Arteche en Plata quemada

Por Rody Rodríguez ||

Cuando la dictadura moría, a mediados de 1982, se estrenó una película emblemática que reflejó los tiempos sufridos en esa época, fue “Plata dulce” dirigida por Fernando Ayala y Juan José Jusid y protagonizada por Federico Luppi, Julio de Grazia y Gianni Lunadei.

El recordado Lunadei, representaba un personaje inolvidable, Arteche, un empresario exitoso, que hacía de la falsedad un arte, hombre de promesa fácil, pero de poco cumplir.

Víctima de esa peligrosa seducción fue Carlos Bonifatti, el personaje que protagonizaba Federico Luppi.

Arteche le prometió el mejor de los mundos a Bonifatti. Y Bonifatti le creyó. Dejó su pequeña fábrica de muebles, y por consejo de Arteche, liquidó todo para hacer trabajar el “cash”. Arteche lo puso al frente de un Banco creado de un día para el otro. Fue una época horrible de la Argentina, donde la especulación reemplazó a la producción. Fue el auge de la “Patria Financiera”.

Bonifatti vivió un mundo de fantasías hasta que comprobó que pagó caro el precio de haberle creído a Arteche. Sobre el final de la película, hay una escena inolvidable.
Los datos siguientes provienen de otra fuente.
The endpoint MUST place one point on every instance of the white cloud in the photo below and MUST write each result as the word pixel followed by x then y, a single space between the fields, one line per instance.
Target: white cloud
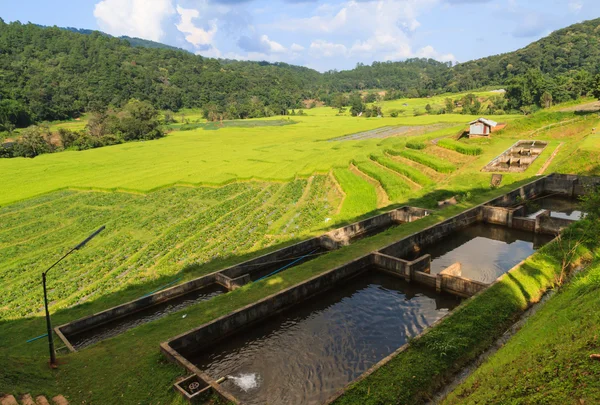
pixel 575 6
pixel 327 49
pixel 273 46
pixel 296 48
pixel 135 18
pixel 195 35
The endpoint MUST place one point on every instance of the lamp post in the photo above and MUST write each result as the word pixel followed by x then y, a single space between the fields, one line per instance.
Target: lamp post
pixel 48 322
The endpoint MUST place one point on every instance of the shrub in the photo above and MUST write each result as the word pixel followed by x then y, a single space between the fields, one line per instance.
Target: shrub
pixel 460 147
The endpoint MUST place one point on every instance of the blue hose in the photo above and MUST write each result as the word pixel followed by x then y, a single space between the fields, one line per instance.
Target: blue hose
pixel 287 265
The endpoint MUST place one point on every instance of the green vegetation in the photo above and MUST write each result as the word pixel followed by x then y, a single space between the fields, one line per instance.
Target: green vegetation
pixel 361 197
pixel 548 360
pixel 51 74
pixel 415 144
pixel 428 160
pixel 410 172
pixel 414 374
pixel 147 237
pixel 460 147
pixel 394 186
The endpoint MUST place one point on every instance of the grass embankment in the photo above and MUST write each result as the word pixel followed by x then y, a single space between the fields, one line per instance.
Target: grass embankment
pixel 129 368
pixel 363 197
pixel 548 360
pixel 435 163
pixel 410 172
pixel 417 372
pixel 460 147
pixel 394 186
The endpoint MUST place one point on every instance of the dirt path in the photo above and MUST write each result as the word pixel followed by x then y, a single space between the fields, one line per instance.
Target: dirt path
pixel 383 200
pixel 543 169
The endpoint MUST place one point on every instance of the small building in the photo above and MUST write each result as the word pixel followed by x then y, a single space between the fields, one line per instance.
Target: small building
pixel 481 127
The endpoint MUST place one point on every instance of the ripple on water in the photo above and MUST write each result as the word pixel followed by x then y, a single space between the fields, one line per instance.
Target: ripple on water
pixel 305 354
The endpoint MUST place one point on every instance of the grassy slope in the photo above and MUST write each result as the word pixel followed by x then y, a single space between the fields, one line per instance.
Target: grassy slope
pixel 266 153
pixel 547 361
pixel 100 373
pixel 96 374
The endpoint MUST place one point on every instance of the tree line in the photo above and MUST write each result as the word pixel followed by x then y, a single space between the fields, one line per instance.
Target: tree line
pixel 48 73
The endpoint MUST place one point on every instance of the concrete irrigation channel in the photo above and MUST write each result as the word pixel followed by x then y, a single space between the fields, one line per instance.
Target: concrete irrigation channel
pixel 86 331
pixel 305 344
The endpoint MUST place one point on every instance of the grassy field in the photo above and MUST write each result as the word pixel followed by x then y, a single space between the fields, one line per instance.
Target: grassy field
pixel 548 360
pixel 269 186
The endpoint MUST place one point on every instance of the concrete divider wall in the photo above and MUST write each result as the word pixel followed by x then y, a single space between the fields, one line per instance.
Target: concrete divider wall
pixel 139 304
pixel 526 224
pixel 426 279
pixel 343 236
pixel 552 226
pixel 497 215
pixel 524 192
pixel 434 233
pixel 203 336
pixel 460 286
pixel 295 250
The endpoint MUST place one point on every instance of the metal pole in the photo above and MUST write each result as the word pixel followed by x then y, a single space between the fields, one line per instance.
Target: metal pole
pixel 48 321
pixel 49 325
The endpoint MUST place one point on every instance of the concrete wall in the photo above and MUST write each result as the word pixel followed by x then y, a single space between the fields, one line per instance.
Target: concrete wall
pixel 296 250
pixel 526 224
pixel 432 234
pixel 132 307
pixel 344 236
pixel 450 280
pixel 203 336
pixel 552 226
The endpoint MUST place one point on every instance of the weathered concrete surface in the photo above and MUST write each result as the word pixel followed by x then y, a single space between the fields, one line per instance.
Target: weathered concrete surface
pixel 224 326
pixel 450 280
pixel 430 235
pixel 526 224
pixel 131 307
pixel 345 235
pixel 552 226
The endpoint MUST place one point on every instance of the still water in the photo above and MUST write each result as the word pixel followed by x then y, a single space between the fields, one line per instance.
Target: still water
pixel 306 353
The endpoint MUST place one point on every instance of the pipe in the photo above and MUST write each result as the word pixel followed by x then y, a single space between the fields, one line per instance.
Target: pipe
pixel 37 337
pixel 287 265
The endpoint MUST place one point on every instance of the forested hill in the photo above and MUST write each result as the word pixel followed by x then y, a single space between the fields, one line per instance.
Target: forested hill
pixel 49 73
pixel 145 43
pixel 561 53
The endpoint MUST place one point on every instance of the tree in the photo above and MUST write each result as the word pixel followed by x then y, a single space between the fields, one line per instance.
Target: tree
pixel 546 100
pixel 449 105
pixel 356 105
pixel 32 142
pixel 596 87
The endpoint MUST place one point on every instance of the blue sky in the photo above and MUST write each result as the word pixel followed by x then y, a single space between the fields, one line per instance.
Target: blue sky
pixel 330 34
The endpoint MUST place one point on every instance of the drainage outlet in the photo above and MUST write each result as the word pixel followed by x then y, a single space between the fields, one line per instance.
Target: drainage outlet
pixel 194 389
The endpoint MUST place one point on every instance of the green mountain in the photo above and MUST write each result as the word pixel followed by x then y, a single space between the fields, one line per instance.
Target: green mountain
pixel 49 73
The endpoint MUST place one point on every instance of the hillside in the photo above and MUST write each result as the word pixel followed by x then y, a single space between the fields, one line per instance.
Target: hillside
pixel 49 73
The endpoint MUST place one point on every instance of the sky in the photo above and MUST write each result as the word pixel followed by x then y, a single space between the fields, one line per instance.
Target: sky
pixel 320 34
A Bonifatti le avisan que ese Banco que manejaba era “una cáscara vacía”, que todos los contactos que tenía Arteche se habían cortado. Bonifatti se da cuenta de la burla, del engaño y de que haber confiado en Arteche fue la peor de las decisiones.

Angustiado, repleto de bronca, al borde del llanto, Bonifatti pregunta: “¿Era todo grupo?, ¿Arteche se está rajando?” No hizo falta que nadie le responda. Lleno de ira e impotencia, lanza una de las frases más memorables del cine nacional: “¡Arteche y la puta madre que te parió!”.

Muchas veces los personajes de ficción sirven para definir perfiles de figuras reales. Se los usa como ejemplo para caracterizarlos mejor.

El inefable Arteche, es usado hoy en día, para compararlo con uno de los candidatos que quiere ser presidente. Se dice de él que la falsedad le brota por los poros, que tiene una seducción peligrosa y que es de promesa fácil pero de poco cumplir.

Algunos dirigentes que lo acompañaban o pensaban acompañarlo, advertidos de esto, decidieron tomar otro rumbo.

Otros, que aun lo siguen, con la esperanza de ser gobernador o intendentes, pueden terminar como Bonifatti, burlados, engañados y solos. Puteando al Arteche de estos tiempos… que sonriente desde una foto, mira al más allá.